A crypto invoice carries cryptocurrency-specific details that a regular invoice doesn’t:
- Wallet address: the destination for the funds.
- Network protocol: TRC-20 (Tron), ERC-20 (Ethereum), or BEP-20 (BNB Chain), so the payment lands on a network both sides support.
- QR code: for instant scanning and payment from a mobile wallet.
- Real-time exchange rate: if the invoice is denominated in fiat (for example, $1,000), the tool calculates exactly how much crypto is due at payment.
Most crypto invoices are billed in stablecoins like USDT and USDC, because their value tracks the dollar — but a true crypto invoice isn’t limited to one coin.
The advantage over a casual message with a wallet address is that an invoice is formal, trackable, and auditable. You can hand the record to your accountant. You’re not relying on a chat thread and a copied string of characters that a client can fumble onto the wrong network.
The tool that builds these automatically is called a crypto invoice generator — often a “USDT invoice generator,” since USDT is the most common billing coin.
Why Invoice in Crypto Instead of a Bank Transfer?
For anyone billing across borders, a crypto invoice fixes the three things bank wires get wrong: speed, cost, and the volatility of what finally lands.
- Speed. SWIFT and bank wires take 2–5 business days to clear. A crypto payment settles in minutes once it’s confirmed on-chain. When you’ve delivered the work, you shouldn’t wait a week to be paid for it.
- Cost. Cross-border wires lose 5–10% of the value to FX spreads and intermediary-bank fees along the way. Crypto skips the correspondent-bank chain, so you keep more of the invoice. On a $1,000 invoice, that’s $50–$100 you don’t lose.
- No chargebacks. Once a crypto payment is confirmed on-chain, it’s final. No reversals, no surprise clawbacks — predictable cash flow.
This is where stablecoins matter. Bill someone in a volatile coin, and the price can dip between when they send and when it settles, quietly underpaying you. Stablecoins like USDT and USDC hold a $1 value, so the amount you invoice is the amount you get. That’s a big reason stablecoins make up roughly 43% of Sub-Saharan Africa’s crypto volume, and the region moved about $205 billion on-chain in the year to mid-2025 (up 52% year-on-year), with Nigeria accounting for roughly 40% of stablecoin inflows (Chainalysis, 2025).
There’s one catch every global tool glosses over: the crypto still has to become spendable money where you are.

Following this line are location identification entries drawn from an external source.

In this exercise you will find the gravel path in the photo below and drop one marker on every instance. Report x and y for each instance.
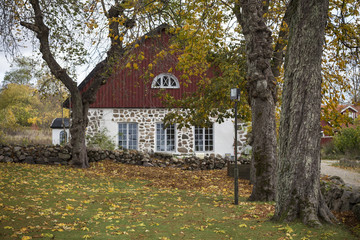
(350, 177)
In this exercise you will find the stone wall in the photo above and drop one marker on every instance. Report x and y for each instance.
(57, 155)
(339, 196)
(147, 119)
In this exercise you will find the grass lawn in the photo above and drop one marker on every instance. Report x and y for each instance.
(116, 201)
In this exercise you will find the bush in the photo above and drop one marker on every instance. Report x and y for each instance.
(348, 141)
(101, 140)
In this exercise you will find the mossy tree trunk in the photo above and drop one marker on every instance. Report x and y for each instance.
(80, 101)
(262, 97)
(298, 185)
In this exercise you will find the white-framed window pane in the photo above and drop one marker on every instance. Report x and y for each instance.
(199, 143)
(165, 80)
(204, 139)
(128, 135)
(165, 138)
(63, 137)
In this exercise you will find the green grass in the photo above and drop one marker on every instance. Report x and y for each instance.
(49, 202)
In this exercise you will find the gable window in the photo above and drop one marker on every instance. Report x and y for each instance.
(128, 135)
(165, 80)
(165, 138)
(204, 139)
(63, 137)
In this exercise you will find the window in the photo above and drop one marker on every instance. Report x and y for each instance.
(165, 138)
(128, 135)
(204, 140)
(63, 137)
(165, 80)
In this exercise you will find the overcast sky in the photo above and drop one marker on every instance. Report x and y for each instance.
(5, 66)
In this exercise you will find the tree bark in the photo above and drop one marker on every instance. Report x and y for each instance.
(298, 175)
(262, 96)
(80, 102)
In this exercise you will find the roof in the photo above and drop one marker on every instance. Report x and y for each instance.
(58, 123)
(130, 87)
(88, 78)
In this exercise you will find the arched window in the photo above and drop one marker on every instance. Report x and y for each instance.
(165, 80)
(63, 137)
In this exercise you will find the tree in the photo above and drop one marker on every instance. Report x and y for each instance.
(23, 73)
(298, 184)
(262, 96)
(61, 29)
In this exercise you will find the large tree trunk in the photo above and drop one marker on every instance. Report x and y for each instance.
(80, 102)
(298, 185)
(262, 95)
(79, 122)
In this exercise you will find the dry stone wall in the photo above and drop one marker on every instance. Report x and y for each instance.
(58, 155)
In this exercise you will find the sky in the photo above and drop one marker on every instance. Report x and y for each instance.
(5, 66)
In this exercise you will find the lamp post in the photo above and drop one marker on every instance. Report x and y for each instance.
(235, 96)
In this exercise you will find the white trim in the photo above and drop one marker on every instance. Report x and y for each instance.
(160, 78)
(175, 139)
(127, 134)
(204, 139)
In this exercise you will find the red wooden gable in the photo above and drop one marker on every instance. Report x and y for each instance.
(128, 87)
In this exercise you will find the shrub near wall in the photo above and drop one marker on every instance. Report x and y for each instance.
(58, 155)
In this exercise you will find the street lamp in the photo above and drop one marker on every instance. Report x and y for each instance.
(235, 96)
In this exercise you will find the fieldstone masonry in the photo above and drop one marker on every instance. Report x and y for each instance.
(58, 155)
(146, 120)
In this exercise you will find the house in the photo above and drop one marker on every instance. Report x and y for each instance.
(129, 107)
(60, 131)
(349, 112)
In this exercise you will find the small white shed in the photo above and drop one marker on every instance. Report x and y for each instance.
(60, 131)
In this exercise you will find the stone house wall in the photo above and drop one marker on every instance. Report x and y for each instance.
(147, 118)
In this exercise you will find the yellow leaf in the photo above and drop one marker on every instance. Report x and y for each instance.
(68, 207)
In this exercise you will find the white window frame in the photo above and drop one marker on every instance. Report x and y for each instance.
(207, 145)
(162, 144)
(128, 135)
(165, 80)
(63, 137)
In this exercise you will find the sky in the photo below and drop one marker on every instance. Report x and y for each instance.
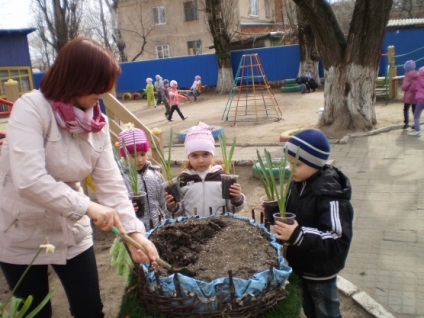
(15, 14)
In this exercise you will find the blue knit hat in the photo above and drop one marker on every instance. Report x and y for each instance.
(409, 65)
(314, 148)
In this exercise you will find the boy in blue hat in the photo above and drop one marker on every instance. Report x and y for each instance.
(319, 240)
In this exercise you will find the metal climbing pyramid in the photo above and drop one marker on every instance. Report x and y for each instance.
(251, 98)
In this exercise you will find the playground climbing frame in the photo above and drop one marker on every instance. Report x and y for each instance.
(251, 98)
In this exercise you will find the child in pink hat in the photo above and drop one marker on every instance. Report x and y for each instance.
(200, 180)
(149, 176)
(408, 87)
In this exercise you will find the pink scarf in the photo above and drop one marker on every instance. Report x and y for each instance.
(76, 120)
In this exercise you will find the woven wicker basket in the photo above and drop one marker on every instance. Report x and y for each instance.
(184, 304)
(224, 302)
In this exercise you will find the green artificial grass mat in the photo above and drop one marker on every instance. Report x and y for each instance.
(289, 307)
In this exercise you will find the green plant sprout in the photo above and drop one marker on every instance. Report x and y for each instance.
(226, 156)
(132, 168)
(273, 191)
(165, 161)
(18, 307)
(266, 176)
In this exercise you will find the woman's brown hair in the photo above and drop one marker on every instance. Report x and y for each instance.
(83, 67)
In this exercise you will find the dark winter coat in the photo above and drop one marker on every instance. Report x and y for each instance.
(320, 244)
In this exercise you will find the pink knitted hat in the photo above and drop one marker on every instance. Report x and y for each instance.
(131, 136)
(199, 138)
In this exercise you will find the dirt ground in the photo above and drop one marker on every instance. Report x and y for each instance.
(298, 111)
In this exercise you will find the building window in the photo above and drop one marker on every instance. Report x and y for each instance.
(162, 51)
(253, 8)
(190, 10)
(268, 9)
(194, 47)
(159, 15)
(21, 74)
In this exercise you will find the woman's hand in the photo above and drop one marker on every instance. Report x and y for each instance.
(104, 217)
(235, 191)
(284, 231)
(137, 254)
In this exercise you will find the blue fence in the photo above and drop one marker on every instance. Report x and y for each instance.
(404, 41)
(279, 63)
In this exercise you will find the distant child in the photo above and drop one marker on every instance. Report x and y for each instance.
(150, 92)
(158, 88)
(196, 87)
(408, 87)
(165, 97)
(419, 97)
(149, 177)
(200, 179)
(174, 98)
(319, 240)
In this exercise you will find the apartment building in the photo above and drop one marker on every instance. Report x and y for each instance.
(154, 29)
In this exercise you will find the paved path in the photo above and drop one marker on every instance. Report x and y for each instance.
(386, 169)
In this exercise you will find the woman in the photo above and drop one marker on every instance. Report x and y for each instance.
(56, 137)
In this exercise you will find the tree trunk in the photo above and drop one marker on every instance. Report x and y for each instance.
(309, 55)
(350, 65)
(222, 43)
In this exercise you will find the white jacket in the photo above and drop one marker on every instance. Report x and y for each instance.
(202, 195)
(41, 166)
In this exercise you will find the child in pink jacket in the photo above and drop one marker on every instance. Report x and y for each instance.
(419, 97)
(174, 99)
(408, 87)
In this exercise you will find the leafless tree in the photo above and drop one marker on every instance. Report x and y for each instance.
(351, 63)
(407, 9)
(220, 20)
(309, 55)
(59, 21)
(116, 32)
(140, 25)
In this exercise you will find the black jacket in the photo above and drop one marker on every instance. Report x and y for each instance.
(320, 244)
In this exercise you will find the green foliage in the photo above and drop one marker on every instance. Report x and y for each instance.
(227, 156)
(290, 306)
(266, 175)
(121, 259)
(273, 191)
(165, 161)
(17, 308)
(132, 167)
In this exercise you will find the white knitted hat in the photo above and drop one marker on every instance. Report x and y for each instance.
(199, 138)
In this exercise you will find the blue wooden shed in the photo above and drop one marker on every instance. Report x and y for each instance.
(15, 61)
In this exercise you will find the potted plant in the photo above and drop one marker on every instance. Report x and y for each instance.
(227, 155)
(171, 185)
(276, 195)
(136, 196)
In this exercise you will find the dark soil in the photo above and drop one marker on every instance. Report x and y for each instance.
(209, 248)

That’s the part we’ll come back to, and it’s the part that decides whether you’ve actually been “paid.”
Who Uses Crypto Invoicing?
Crypto invoicing fits anyone paid by clients abroad, or anyone who wants to accept crypto without carrying the volatility.
- Freelancers and remote workers bill foreign clients directly, skip high-wire fees and FX loss, and keep more of what they earn. If you’re getting started, here’s the best way to receive crypto in Nigeria.
- Merchants and online stores use a crypto invoice as a checkout or payment request: accept crypto, receive the fiat equivalent, and stay shielded from price swings. Amina, who runs an e-commerce jewellery store, started accepting crypto this way precisely so a price dip between order and settlement couldn’t eat her margin.
- SMEs and B2B billing across borders invoice customers and suppliers in stablecoins and settle locally the same day, instead of routing every payment through a slow, expensive wire.
If clients pay you from another country, or you sell to customers who want to pay in crypto, this is for you.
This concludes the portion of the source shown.